La situation économique en Ukraine se détériore à l'approche des législatives dimanche et fait planer le risque d'une dépréciation de la devise nationale dans un climat des affaires au plus bas depuis deux décennies, s'inquiètent des experts.
"L'Ukraine plonge dans une récession", avertit dans une note d'analyse Erste Bank, filiale ukrainienne de l'Autrichien Erste Group.
Après une croissance de 5,2% en 2011, le Produit intérieur brut (PIB) n'a progressé que de 1,5% sur les huit premiers mois de 2012 et la tendance s'inverse, ce qui a poussé nombre d'institutions financières à réviser à la baisse leurs prévisions, parfois jusqu'à zéro pour l'ensemble de l'année.
Une perspective alarmante pour l'Ukraine, qui avait déjà été frappée de plein fouet par la crise économique mondiale, entraînant un effondrement de 15% du PIB en 2009.
Ce nouveau ralentissement s'explique par la mauvaise conjoncture extérieure pour la sidérurgie, un des moteurs de l'économie ukrainienne: les prix sur le marché mondial chutent, de même que la production en Ukraine (-12% en août sur un an).
Un autre problème est le coût élevé des crédits, dont les intérêts ont atteint 20%, privant les entreprises nationales de ressources pour leur développement.
"La politique de taux d'interêts élevés menée par la Banque nationale d'Ukraine (BNU, Banque centrale) a un mauvais impact sur l'économie", déclare à l'AFP Olena Bilan, de la société d'investissement Dragon Capital.
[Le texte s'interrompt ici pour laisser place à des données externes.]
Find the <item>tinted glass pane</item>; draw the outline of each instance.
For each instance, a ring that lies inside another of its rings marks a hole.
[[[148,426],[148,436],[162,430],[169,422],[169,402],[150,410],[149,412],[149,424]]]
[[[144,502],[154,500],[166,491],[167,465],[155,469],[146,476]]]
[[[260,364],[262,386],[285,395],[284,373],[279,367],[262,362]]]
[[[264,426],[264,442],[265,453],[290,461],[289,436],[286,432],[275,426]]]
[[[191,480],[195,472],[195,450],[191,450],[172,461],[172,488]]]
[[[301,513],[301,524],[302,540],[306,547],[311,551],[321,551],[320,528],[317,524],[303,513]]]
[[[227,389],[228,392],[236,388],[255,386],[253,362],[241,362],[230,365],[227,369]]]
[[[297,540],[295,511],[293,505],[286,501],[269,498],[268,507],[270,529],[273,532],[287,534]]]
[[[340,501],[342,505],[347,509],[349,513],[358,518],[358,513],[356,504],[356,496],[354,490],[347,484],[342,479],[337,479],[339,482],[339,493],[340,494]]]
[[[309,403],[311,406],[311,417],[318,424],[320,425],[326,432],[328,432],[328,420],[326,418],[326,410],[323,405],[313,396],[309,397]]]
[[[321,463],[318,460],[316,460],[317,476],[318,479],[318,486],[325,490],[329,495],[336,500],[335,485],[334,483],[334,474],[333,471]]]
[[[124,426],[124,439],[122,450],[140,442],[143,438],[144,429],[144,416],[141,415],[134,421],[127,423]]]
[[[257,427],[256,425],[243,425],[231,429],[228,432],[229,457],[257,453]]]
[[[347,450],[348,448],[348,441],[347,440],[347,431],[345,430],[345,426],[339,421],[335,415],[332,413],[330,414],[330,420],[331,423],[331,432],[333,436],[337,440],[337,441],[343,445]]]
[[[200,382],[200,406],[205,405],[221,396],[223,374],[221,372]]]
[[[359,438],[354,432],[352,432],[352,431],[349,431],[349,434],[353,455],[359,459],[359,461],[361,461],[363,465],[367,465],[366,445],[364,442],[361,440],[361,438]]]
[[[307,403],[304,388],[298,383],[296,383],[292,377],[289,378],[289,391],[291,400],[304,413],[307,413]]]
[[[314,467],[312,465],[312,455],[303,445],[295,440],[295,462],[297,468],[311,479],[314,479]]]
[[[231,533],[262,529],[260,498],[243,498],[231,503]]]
La BNU limite les liquidités bancaires pour éviter une dépréciation de la monnaie nationale, la hryvnia, avant les élections, explique à l'AFP Igor Mazepa, propriétaire de la société d'investissement Concorde Capital.
Le cours de la monnaie est un sujet extrêmement sensible en Ukraine, pays qui a encore du mal à oublier la considérable dépréciation de 2008 (-60% face au dollar en trois mois).
Le climat des affaires "au plus bas" depuis 20 ans
Face aux rumeurs incessantes sur un effondrement de leur monnaie après les élections, les Ukrainiens paniqués se sont déjà mis en septembre à acheter des dollars et des euros.
Malgré les démentis du gouvernement, les analystes prédisent à l'unanimité un affaiblissement de la devise nationale, l'agence de notation Fitch tablant sur une chute de 10% d'ici à la fin de l'année.
La dépréciation va compliquer davantage le règlement de la lourde facture gazière de Kiev à Moscou, qui lui coûte déjà un milliard de dollars par mois, averti Igor Bourakovski, directeur de l'Institut des études économiques à Kiev.
L'Ukraine doit donc faire de son mieux pour obtenir la reprise de l'aide financière du Fonds monétaire international (FMI), suspendue depuis deux ans, souligne Mme Bilan.
"La coopération avec le FMI est très importante, le gouvernement devant rembourser l'an prochain 9 milliards de dollars" à ses créanciers ukrainiens et étrangers, explique l'analyste.
Selon elle, Kiev devrait finir par augmenter en 2013 le prix du gaz pour la population, une mesure exigée pour le FMI mais refusée par l'Ukraine avant les élections.
En 2010, le Fonds avait accordé à Kiev une ligne de crédit de 15,3 milliards de dollars mais n'en avait débloqué que 3,4 milliards de dollars en deux versements, dont le dernier remonte à décembre 2010.
Pour ne rien arranger, nombre d'experts observent une dégradation du climat des affaires, "au plus bas depuis les 20 dernières années", selon l'expression de M. Mazepa, qui fait état d'une "pression extraordinaire" du fisc sur les entrepreneurs.
"Ils extorquent tout ce qui est possible" en exigeant notamment des entreprises qu'elles règlent leurs impôts avec plusieurs mois d'avance, dit M. Mazepa.
Face à ces problèmes, "au moins huit hommes d'affaires avec un capital dépassant 100 millions de dollars ont bradé leurs entreprises ukrainiennes" et ont émigré en Europe au cours des six derniers mois, affirme l'expert.